Mass Law Blog

EDTex Giveth, CAFC Taketh Away

by | Apr 23, 2008

One of the largest jury verdicts in the notoriously plaintiff- friendly Federal District Court for the Eastern District of Texas was the June 2006 $79 million jury award, enhanced for wilfulnes by $25 million by U.S. District Judge Ron Clark in the case of Finisar Corporation v. DirectTV. (Note: Texas judges often have nicknames as their legal first names. It’s a Texas thing. If he were Massachusetts bred, he’d be Ronald Harrison Clark, III). In addition to this award, the judge refused Finisar a permanent injunction (applying the USSC eBay decision), but ordered DirectTV to pay a compulsory license of $1.60/set-top box until expiration of Finsar’s patent.

This judgment is no more. On April 18th the Court of Appeals for the Federal Circuit held that Judge Clark had misconstrued the term “downloading into a memory storage device.” You would think that such a simple term would be easy to construe, but apparently that wasn’t the case in Beaumont, Texas. Result: infringement verdict of over $104 million (not including interest) vacated, case remanded for a new trial.

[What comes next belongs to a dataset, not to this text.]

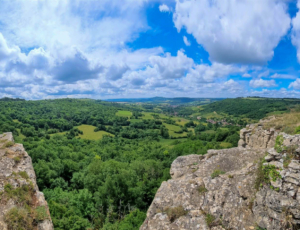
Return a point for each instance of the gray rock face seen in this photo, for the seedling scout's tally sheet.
(16, 172)
(218, 190)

In addition to correcting the district court on the construction of the “memory storage” term, the Federal Circuit held that one of Finisar’s patent claims had been anticipated by prior art, and therefore was invalid. Moreover, the Federal Circuit ordered the district court to reconsider its holding of non-obviousness with respect to the surviving claims. Piling on, the Federal Circuit reversed the district court’s finding of wilfulness (the basis for the $25 million enhancement), finding that DirectTV had obtained a proper opinion of noninfringement. This, in the event the issue should arise upon a retrial of the case.

It must be a sad day in Sunnyvale. And, Finisar is in a far weaker position today than it was in 2006, given the Supreme Court’s 2007 KSR decision, which has made patents more difficult to enforce and easier to invalidate. In the process, perhaps the widely-feared Eastern District of Texas has lost a bit of its luster for plaintiffs.

This case illustrates the fragility of any patent infringement verdict. After the expenditure of millions of dollars in costs and fees, thousands of hours of attorney and executive time, stock market gyrations, careers made and destroyed, a case can be reversed simply because the Federal Circuit disagrees with the trial court’s interpretation of a few words found in the patent. In the patent context, more than almost any, id imperfectum dum confectum erit (or, it ain’t over until it’s over, for those of you whose Latin is rusty). For a losing plaintiff, an appeal is “baked into” the process.

There is much more to this important case than I’ve had time to discuss here (including discussion of structural disclosures in “means-plus-function” claims involving a general purpose computer) and Dennis Crouch at Patently-O has done such a fine job that I’ll refer you to two entries in which he discusses other aspects of this decision, here and here.